Does Google bear my EU AI Act obligations because I use Vertex AI?

No. Google carries its own layer: for Gemini accessed through Model Garden it is the GPAI model provider under Chapter V (Articles 51–55), and for the platform it is an infrastructure provider. Those duties — downstream documentation, copyright policy, training-data summary under Article 53 — sit with Google and do not flow down. When you build or deploy a system on Vertex AI, your provider or deployer obligations run in parallel. Google's compliance does not cover yours.

What does Article 12 logging mean for a Vertex AI pipeline?

Article 12 requires high-risk AI systems to technically allow automatic recording of events across their lifecycle, so behaviour can be traced and incidents investigated. For a Vertex AI build, design your training pipelines, model endpoints, and prediction logs to capture the required records from the outset rather than retrofitting them. Separately, Article 26 requires deployers to retain logs under their control for at least six months. Logging is far cheaper to design in than to add later.

When do the high-risk deadlines apply to systems built on Vertex AI?

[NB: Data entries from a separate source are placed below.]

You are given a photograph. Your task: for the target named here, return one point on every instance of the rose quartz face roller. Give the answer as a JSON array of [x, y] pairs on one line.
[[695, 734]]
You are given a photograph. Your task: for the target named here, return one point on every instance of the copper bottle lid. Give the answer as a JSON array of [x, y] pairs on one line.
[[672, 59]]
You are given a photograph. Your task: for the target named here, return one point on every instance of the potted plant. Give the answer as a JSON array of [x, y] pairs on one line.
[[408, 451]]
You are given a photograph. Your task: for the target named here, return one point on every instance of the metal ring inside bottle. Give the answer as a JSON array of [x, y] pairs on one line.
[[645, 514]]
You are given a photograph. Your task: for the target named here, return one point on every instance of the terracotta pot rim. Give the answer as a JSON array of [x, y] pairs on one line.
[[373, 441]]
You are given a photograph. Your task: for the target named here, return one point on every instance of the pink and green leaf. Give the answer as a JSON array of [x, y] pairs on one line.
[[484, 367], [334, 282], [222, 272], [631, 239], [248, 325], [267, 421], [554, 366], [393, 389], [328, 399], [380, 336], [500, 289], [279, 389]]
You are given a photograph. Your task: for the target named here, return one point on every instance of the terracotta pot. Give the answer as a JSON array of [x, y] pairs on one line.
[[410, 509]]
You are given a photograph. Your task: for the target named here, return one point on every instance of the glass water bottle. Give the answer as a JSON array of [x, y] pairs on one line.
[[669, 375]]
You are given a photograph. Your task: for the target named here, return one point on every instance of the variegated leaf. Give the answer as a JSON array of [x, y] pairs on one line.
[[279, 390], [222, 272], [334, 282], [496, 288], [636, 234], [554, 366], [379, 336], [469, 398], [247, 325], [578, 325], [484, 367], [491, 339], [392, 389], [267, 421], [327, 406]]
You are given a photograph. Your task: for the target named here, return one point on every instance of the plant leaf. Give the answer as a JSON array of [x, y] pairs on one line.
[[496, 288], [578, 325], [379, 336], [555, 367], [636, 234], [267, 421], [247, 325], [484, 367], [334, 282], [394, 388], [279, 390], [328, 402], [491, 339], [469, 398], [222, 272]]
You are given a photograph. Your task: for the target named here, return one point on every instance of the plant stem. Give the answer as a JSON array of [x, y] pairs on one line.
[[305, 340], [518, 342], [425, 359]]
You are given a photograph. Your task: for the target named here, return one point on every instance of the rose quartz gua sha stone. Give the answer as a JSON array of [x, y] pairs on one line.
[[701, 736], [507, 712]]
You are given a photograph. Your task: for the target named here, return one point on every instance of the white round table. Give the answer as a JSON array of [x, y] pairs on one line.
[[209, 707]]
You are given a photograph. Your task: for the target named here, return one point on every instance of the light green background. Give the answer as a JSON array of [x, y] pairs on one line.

As of June 2026 the statute reads 2 August 2026 for stand-alone high-risk Annex III systems and 2 August 2027 for product-embedded Annex I systems. The Digital Omnibus reached provisional political agreement on 6–7 May 2026 to defer these, but it is not yet law — it still needs a European Parliament plenary vote, Council adoption, and publication in the Official Journal. Plan against 2 August 2026 until the deferral is enacted. Article 50 transparency duties apply from 2 December 2026.

What are the penalties for getting Vertex AI compliance wrong?

Article 99 sets three tiers, each at whichever figure is higher. Prohibited practices under Article 5 carry up to €35 million or 7% of total worldwide annual turnover (Article 99(3)). High-risk and most obligation breaches, including Article 50 transparency, carry up to €15 million or 3% (Article 99(4)). Supplying incorrect or misleading information to authorities carries up to €7.5 million or 1% (Article 99(5)). SMEs and start-ups benefit from Article 99(6), which caps the fine at the lower of the percentage or the fixed amount.